But it doesn't work "in real life" ..... your new program installed on a 2 year old HD at the 1500 GB mark is way way farther away than the one installed on the D partition which runs from the 65 to 192 GB mark.....the one on the D partiton is about 10-15 times closer
February 21, 2010 7:14:32 PM

That makes sense too.

But if I want to install programs and data on drive D: for example, isnt Windows gonna give me constant hassles with that and always want to put them on C: anyway? ( I'm using Win 7 Pro, dont know if it's any different in that respect, than XP was )

And while you sound technically correct, what's it gonna buy me in speed or any other advantage?

My old computer has a 70gb drive with about 47gb of data on it, that I'm transferring to the Win 7 Pro PC.
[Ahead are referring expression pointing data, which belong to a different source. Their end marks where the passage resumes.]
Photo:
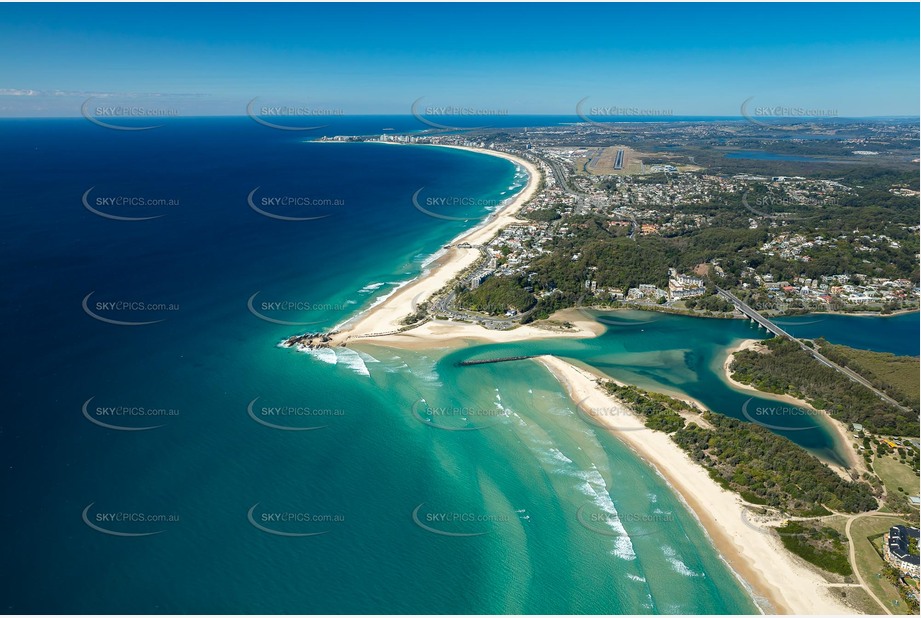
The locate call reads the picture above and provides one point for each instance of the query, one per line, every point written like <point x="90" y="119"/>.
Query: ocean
<point x="162" y="455"/>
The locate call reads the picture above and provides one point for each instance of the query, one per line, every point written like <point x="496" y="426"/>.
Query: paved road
<point x="853" y="554"/>
<point x="770" y="326"/>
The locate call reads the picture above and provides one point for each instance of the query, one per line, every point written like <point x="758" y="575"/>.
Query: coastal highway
<point x="771" y="327"/>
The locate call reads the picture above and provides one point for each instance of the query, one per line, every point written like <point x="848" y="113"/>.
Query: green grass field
<point x="869" y="562"/>
<point x="895" y="474"/>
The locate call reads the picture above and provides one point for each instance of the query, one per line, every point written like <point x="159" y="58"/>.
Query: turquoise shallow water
<point x="215" y="492"/>
<point x="679" y="355"/>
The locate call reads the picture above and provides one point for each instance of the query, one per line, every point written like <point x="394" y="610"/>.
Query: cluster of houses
<point x="896" y="549"/>
<point x="850" y="290"/>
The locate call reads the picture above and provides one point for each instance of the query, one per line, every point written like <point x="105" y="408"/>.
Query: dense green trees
<point x="787" y="369"/>
<point x="761" y="466"/>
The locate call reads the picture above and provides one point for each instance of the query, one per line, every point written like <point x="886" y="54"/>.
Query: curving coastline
<point x="778" y="581"/>
<point x="382" y="323"/>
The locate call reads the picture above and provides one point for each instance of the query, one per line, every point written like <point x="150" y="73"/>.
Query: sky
<point x="851" y="59"/>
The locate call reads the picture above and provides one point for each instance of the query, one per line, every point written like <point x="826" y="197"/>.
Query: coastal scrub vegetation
<point x="897" y="376"/>
<point x="822" y="546"/>
<point x="763" y="467"/>
<point x="786" y="369"/>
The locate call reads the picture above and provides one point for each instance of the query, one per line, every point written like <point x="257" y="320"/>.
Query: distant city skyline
<point x="840" y="60"/>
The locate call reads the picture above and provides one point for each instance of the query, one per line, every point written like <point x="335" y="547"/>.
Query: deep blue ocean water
<point x="220" y="445"/>
<point x="240" y="440"/>
<point x="533" y="511"/>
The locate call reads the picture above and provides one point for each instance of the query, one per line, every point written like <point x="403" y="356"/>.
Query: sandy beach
<point x="379" y="323"/>
<point x="843" y="436"/>
<point x="781" y="582"/>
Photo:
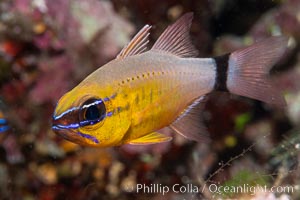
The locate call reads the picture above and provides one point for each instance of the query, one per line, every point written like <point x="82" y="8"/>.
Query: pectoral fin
<point x="151" y="138"/>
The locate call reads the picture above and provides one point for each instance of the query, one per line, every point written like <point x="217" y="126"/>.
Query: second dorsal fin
<point x="137" y="45"/>
<point x="176" y="40"/>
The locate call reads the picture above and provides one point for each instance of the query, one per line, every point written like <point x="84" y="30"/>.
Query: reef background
<point x="47" y="47"/>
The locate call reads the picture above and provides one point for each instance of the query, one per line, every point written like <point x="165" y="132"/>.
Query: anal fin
<point x="151" y="138"/>
<point x="190" y="123"/>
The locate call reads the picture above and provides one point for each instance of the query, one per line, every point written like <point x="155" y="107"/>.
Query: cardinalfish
<point x="129" y="99"/>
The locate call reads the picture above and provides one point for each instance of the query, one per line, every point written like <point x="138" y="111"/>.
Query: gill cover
<point x="89" y="119"/>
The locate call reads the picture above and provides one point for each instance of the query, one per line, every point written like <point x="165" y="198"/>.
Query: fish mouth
<point x="70" y="132"/>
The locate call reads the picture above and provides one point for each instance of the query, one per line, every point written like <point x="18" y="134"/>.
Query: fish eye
<point x="92" y="111"/>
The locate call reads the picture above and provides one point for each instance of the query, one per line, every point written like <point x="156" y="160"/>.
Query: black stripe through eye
<point x="91" y="112"/>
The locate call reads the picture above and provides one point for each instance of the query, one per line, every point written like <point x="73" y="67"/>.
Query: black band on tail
<point x="221" y="72"/>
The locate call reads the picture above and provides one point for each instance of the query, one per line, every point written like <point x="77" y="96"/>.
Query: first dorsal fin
<point x="137" y="45"/>
<point x="190" y="123"/>
<point x="176" y="40"/>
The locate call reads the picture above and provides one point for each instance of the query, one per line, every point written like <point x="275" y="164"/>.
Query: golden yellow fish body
<point x="130" y="98"/>
<point x="138" y="88"/>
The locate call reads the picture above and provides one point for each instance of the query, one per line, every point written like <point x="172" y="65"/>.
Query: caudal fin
<point x="248" y="70"/>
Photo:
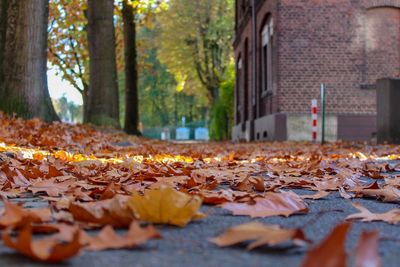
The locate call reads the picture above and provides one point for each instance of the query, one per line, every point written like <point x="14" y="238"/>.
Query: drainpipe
<point x="254" y="84"/>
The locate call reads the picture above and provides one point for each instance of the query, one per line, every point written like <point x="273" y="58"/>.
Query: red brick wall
<point x="325" y="41"/>
<point x="382" y="43"/>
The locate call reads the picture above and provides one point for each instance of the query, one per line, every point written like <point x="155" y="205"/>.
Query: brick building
<point x="284" y="50"/>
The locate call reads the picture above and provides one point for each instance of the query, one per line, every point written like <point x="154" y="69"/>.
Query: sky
<point x="59" y="87"/>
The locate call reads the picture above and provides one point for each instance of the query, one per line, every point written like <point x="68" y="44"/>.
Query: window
<point x="238" y="86"/>
<point x="266" y="57"/>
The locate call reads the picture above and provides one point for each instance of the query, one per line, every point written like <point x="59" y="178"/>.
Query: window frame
<point x="267" y="35"/>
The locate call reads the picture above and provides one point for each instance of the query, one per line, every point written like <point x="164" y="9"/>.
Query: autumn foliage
<point x="103" y="179"/>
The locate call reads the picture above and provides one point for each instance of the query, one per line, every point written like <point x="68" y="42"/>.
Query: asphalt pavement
<point x="189" y="246"/>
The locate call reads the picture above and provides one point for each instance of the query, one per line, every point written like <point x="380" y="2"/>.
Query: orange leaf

What's the difference, if I have that on one partition C: or split it with OS on C: and programs and data on D: ?

a c 105 G Storage
February 21, 2010 9:47:02 PM

See items 2,3 and 4 in the 8th post of the thread for speed improvements on the computer.

See5, 6 and the other 6 :)  for time savers

Just change the C to D if Windoze defaults to C:\

The 1st time you restore a HD (Copy System Image of C to new HD, copy / paste all others from backup.

a c 105 G Storage
February 21, 2010 9:50:45 PM

hmmm...lost 2nd half of sentence and can't edit

The 1st time you restore a HD (Copy System Image of C to new HD, copy / paste all others from backup), you'll relish the ease.

March 3, 2010 11:19:27 PM

Best answer selected by Melissa2008B.
Anonymous
a b G Storage
April 3, 2010 9:04:04 PM

partitioning helps prevent your program files and updates from getting fragmented. you want at least 2, and you can make a really huge fat16 partition on there so as to run your dos and any old windows you need... incidentally, a really huge fat16 partition is 4Gb (and you can shove it down near the bottom, cuz what kinda speed do you need to run 3.1?).